Martin also cited Cohen's many significant and lasting contributions to the social sciences and the humanities at Cornell.
"Without Walter's leadership and his attention, the work of the Social Sciences Advisory Council and their recommendations to strengthen specific departments and programs and to establish an Academy for the Social Sciences may well not have come to fruition," she said. "Walter has also played a central role in securing funding for and organizing the Mellon Humanities seminars for faculty and postdoctoral scholars."
Cohen's administrative attentions extended to the College of Architecture, Art and Planning, as well, Martin said, where "he worked extensively with the college faculty and staff to integrate, where appropriate, the curricular and research programs of the three departments."
Siliciano's distinguished career is highlighted by a stint as law clerk under Supreme Court Justice Thurgood Marshall, lengthy law and academic experience, and service to the university.

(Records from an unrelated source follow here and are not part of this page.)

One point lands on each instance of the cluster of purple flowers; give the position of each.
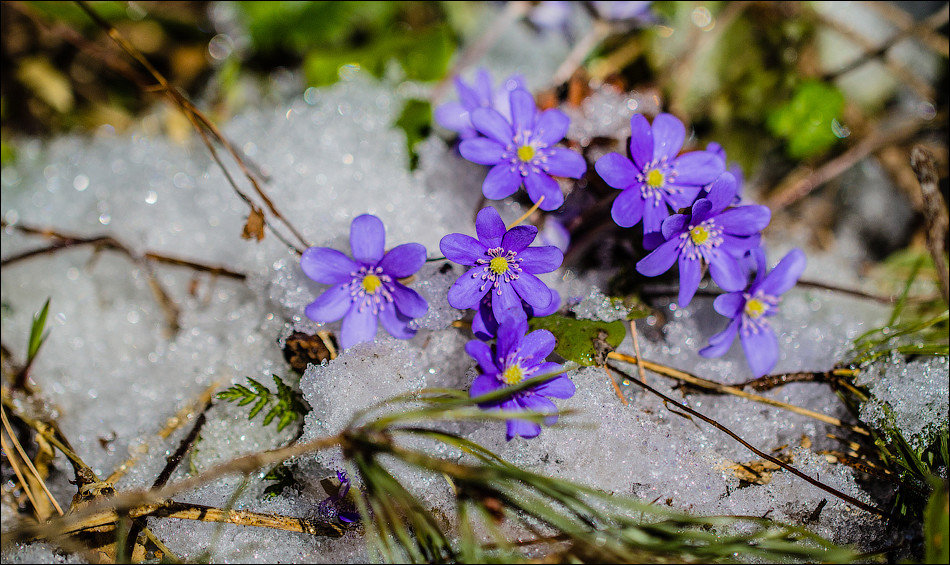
(690, 208)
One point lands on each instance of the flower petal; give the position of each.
(506, 304)
(558, 387)
(761, 350)
(523, 110)
(468, 289)
(489, 227)
(481, 353)
(395, 323)
(409, 302)
(563, 162)
(540, 184)
(403, 260)
(492, 124)
(627, 209)
(660, 259)
(668, 136)
(461, 248)
(518, 238)
(720, 343)
(674, 225)
(552, 308)
(501, 182)
(744, 220)
(358, 326)
(483, 384)
(722, 192)
(690, 274)
(725, 270)
(453, 116)
(331, 305)
(641, 141)
(698, 168)
(367, 238)
(552, 126)
(532, 290)
(327, 266)
(544, 259)
(616, 170)
(654, 212)
(785, 274)
(537, 345)
(730, 304)
(482, 150)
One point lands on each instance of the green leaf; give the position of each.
(936, 526)
(37, 336)
(807, 122)
(582, 341)
(416, 121)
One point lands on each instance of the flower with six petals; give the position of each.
(750, 310)
(503, 267)
(656, 179)
(366, 289)
(522, 151)
(709, 235)
(517, 357)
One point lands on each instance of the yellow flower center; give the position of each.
(655, 178)
(498, 265)
(755, 308)
(513, 375)
(526, 153)
(699, 235)
(371, 283)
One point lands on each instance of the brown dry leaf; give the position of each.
(254, 228)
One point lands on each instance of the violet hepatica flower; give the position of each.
(750, 310)
(656, 179)
(522, 151)
(709, 235)
(517, 357)
(503, 267)
(338, 506)
(366, 288)
(456, 115)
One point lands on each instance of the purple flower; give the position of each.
(656, 179)
(517, 357)
(366, 288)
(338, 506)
(750, 310)
(503, 267)
(456, 116)
(709, 235)
(620, 10)
(521, 151)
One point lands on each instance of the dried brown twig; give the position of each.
(204, 126)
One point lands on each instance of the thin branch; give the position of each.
(706, 384)
(201, 123)
(752, 448)
(935, 213)
(803, 180)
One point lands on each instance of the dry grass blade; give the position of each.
(201, 124)
(37, 477)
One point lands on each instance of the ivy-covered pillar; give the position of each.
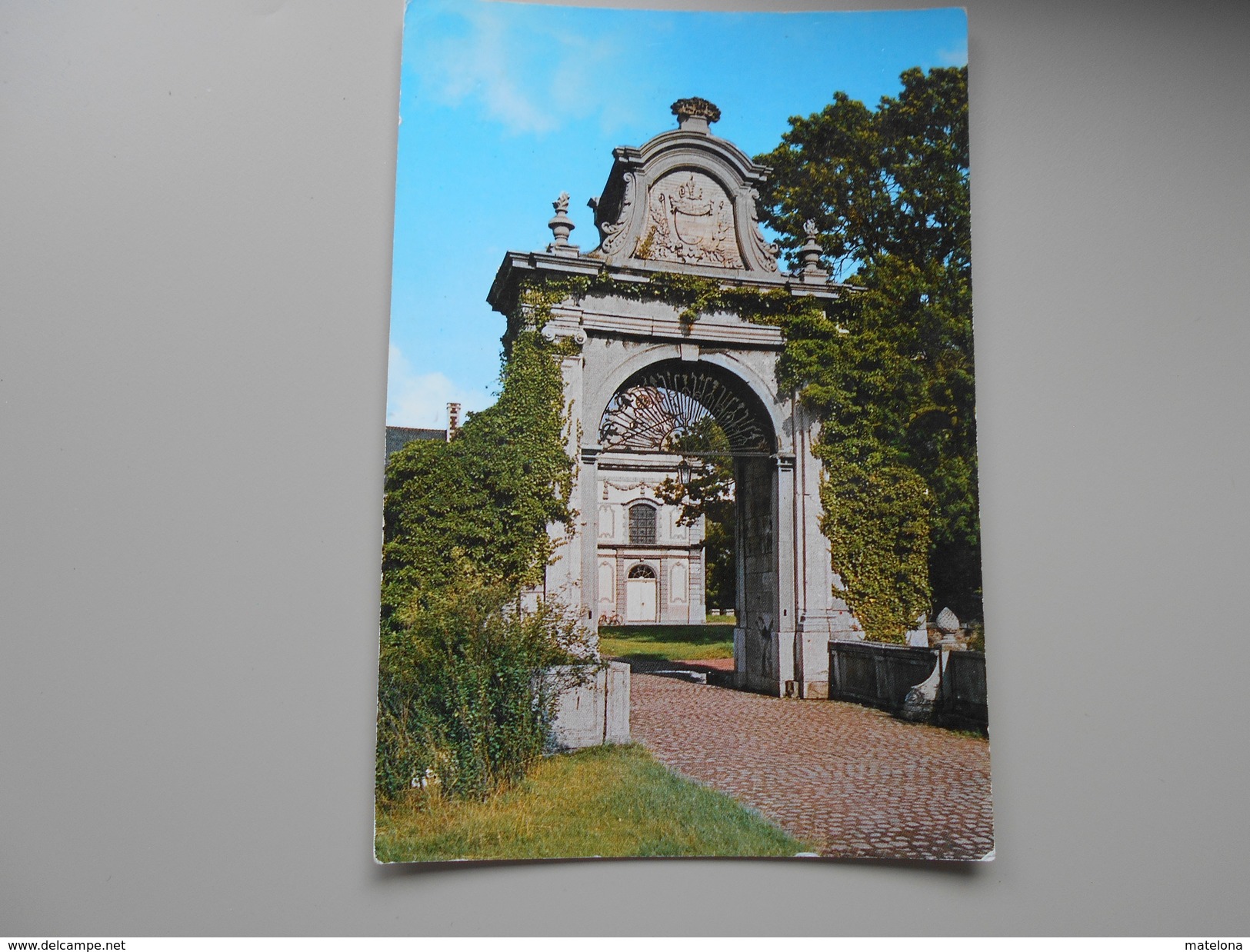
(789, 661)
(588, 526)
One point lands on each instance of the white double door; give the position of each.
(640, 599)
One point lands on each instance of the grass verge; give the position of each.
(668, 642)
(602, 801)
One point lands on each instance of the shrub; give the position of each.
(465, 696)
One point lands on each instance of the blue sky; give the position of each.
(504, 105)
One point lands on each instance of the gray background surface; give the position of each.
(196, 220)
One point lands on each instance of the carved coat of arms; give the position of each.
(690, 220)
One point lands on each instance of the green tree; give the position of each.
(709, 495)
(890, 370)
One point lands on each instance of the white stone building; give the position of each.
(650, 566)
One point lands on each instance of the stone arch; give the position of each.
(763, 395)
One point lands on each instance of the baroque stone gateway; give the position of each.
(638, 375)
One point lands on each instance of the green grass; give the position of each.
(602, 801)
(668, 642)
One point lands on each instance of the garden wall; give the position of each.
(882, 675)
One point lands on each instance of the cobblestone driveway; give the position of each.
(850, 778)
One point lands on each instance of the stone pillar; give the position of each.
(588, 528)
(790, 655)
(565, 574)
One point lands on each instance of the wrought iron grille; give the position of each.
(669, 411)
(642, 525)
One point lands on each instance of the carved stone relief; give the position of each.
(689, 220)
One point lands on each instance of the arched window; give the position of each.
(642, 525)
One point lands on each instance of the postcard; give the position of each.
(682, 549)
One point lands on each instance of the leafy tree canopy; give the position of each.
(890, 370)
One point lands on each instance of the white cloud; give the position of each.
(954, 55)
(524, 76)
(422, 399)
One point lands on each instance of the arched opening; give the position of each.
(699, 440)
(642, 591)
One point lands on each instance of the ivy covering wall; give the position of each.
(466, 690)
(879, 510)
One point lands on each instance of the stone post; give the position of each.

He has been interim dean of the Law School for the past six months, following the departure of Lee Teitelbaum as dean last spring and before the appointment this January of Stewart Schwab as the school's new dean. Siliciano also served as vice dean of the Law School in 2000-03 and as associate dean for academic affairs at the school in 1997-2000.
An undergraduate history major at Cornell, Siliciano was awarded a B.A., summa cum laude, from the university in 1975. He earned both an M.P.A. at Princeton and a J.D. at Columbia in 1979. While pursuing his law degree, he was editor-in-chief of Columbia Law Review. He was a law clerk to Chief Judge Wilfred Feinberg, U.S. Court of Appeals, 2nd Circuit, in 1979-80; clerked for Marshall at the U.S. Supreme Court in 1980-81; was an associate with the law firm of Califano, Ross and Heineman in Washington, D.C., in 1981-82 and an associate with the law firm of Arnold and Porter in Washington, D.C., in 1983-84. He joined Cornell Law School's faculty in 1984 as an assistant professor. He was promoted to associate professor in 1989 and has been a full professor since 1992. His academic areas of specialty are torts, products liability and criminal law. He is the co-author of The Torts Process (with James Henderson and R. Pearson; Aspen) and has published in scholarly journals on such topics as corporate behavior and the efficiency of tort law.
At Cornell, Siliciano was chair of the University Hearing Board and has served on a range of governing and advising groups, among them the Committee on Academic Freedom and Status of the Faculty; the Faculty Council of Representatives and the President's Council on Alcohol and other Drugs.